Aber jetzt kommt Jesus. Er macht es schwierig. Er verlangt, dass wir gar nicht zurückschlagen, sondern sogar noch die anderen Finger, die anderen Zähne hinhalten müssen. Wir sollen nicht nur nicht zurückschlagen, sondern auch noch die andere Wange hinhalten. Ich soll mir nicht nur das Hemd wegnehmen lassen, sondern ich soll auch gleich noch meinen Mantel dazugeben. Und wenn mich einer zwingt, eine Meile mitzugehen, dann soll ich freiwillig gleich zwei Meilen mitgehen. Und da kann man sich fragen: Ist das wirklich ernst gemeint? Zieht man da nicht am Ende den Kürzeren? Und wird man da nicht zum Gespött der Leute? Das ist doch etwas für Schwächlinge, die sich nicht wehren können. So zu reagieren, wie Jesus es vorschlägt, verlangt schon eine sehr große Überwindung und Selbstbeherrschung.
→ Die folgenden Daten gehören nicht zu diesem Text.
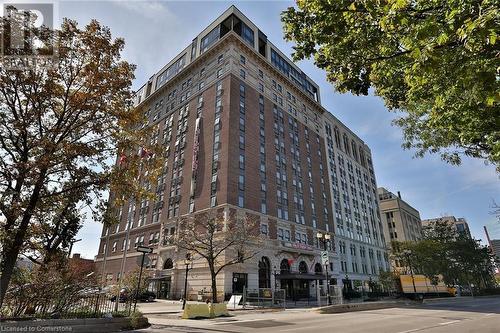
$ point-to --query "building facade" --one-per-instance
(360, 240)
(401, 221)
(244, 137)
(460, 224)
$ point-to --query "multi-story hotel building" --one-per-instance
(460, 224)
(402, 221)
(359, 236)
(244, 135)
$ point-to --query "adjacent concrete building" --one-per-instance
(244, 135)
(460, 224)
(401, 221)
(358, 227)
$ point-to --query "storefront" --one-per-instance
(161, 286)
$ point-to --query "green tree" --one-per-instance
(436, 61)
(61, 128)
(218, 241)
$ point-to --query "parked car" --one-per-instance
(126, 295)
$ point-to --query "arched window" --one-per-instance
(346, 145)
(362, 156)
(168, 264)
(337, 136)
(284, 266)
(302, 267)
(264, 273)
(354, 150)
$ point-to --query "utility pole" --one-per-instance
(187, 262)
(407, 253)
(325, 239)
(143, 250)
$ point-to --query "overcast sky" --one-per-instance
(156, 31)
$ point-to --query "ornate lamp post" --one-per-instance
(325, 239)
(187, 263)
(407, 253)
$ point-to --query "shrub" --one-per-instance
(137, 320)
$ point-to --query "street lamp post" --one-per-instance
(71, 246)
(325, 239)
(275, 282)
(407, 254)
(187, 262)
(144, 250)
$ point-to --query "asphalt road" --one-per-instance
(456, 316)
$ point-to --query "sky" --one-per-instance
(156, 31)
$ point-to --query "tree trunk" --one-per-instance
(214, 283)
(9, 258)
(11, 251)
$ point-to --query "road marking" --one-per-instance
(240, 321)
(449, 322)
(425, 328)
(413, 330)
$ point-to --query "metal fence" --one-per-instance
(93, 304)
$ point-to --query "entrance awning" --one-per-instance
(159, 278)
(300, 276)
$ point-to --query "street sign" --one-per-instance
(324, 257)
(144, 249)
(146, 260)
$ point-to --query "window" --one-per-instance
(168, 264)
(302, 267)
(242, 162)
(264, 273)
(209, 39)
(242, 142)
(241, 182)
(247, 34)
(264, 230)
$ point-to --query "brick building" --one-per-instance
(244, 132)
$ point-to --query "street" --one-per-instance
(457, 316)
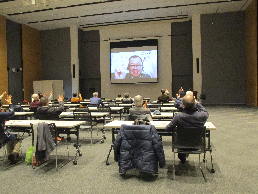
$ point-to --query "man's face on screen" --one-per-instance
(135, 66)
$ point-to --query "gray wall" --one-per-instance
(89, 62)
(14, 60)
(223, 58)
(56, 57)
(181, 56)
Und ich möchte zweitens zu bedenken geben, dass wir in unserer Gesellschaft doch immer wieder dieses Prinzip anwenden. Wenn mich jemand grüßt, dann grüße ich ihn auch. Wenn er mich nicht grüßt, grüße ich ihn auch nicht. Wenn jemand mich einlädt, dann lade ich ihn auch ein. Wenn jemand mir ein Geschenk macht, dann revanchiere ich mich und möchte ihm auch etwas schenken.

Weiters müssen wir zugeben, dass es nicht so schwer ist, einen armen Mann etwas Gutes zu tun, einem Bettler, der nichts hat, einen, der dankbar ist und wo ich weiß, dass es in Anführungszeichen einen Sinn hat, weil ich ihm geholfen habe. Schwieriger oder am schwierigsten ist es, einem etwas Gutes tun, den ich nicht mag, einem Reichen Liebe schenken, der es in unseren Augen nicht verdient hat, weil er geizig ist, ihm trotzdem Zeit schenken, obwohl er sich eigentlich selber alles kaufen und leisten kann.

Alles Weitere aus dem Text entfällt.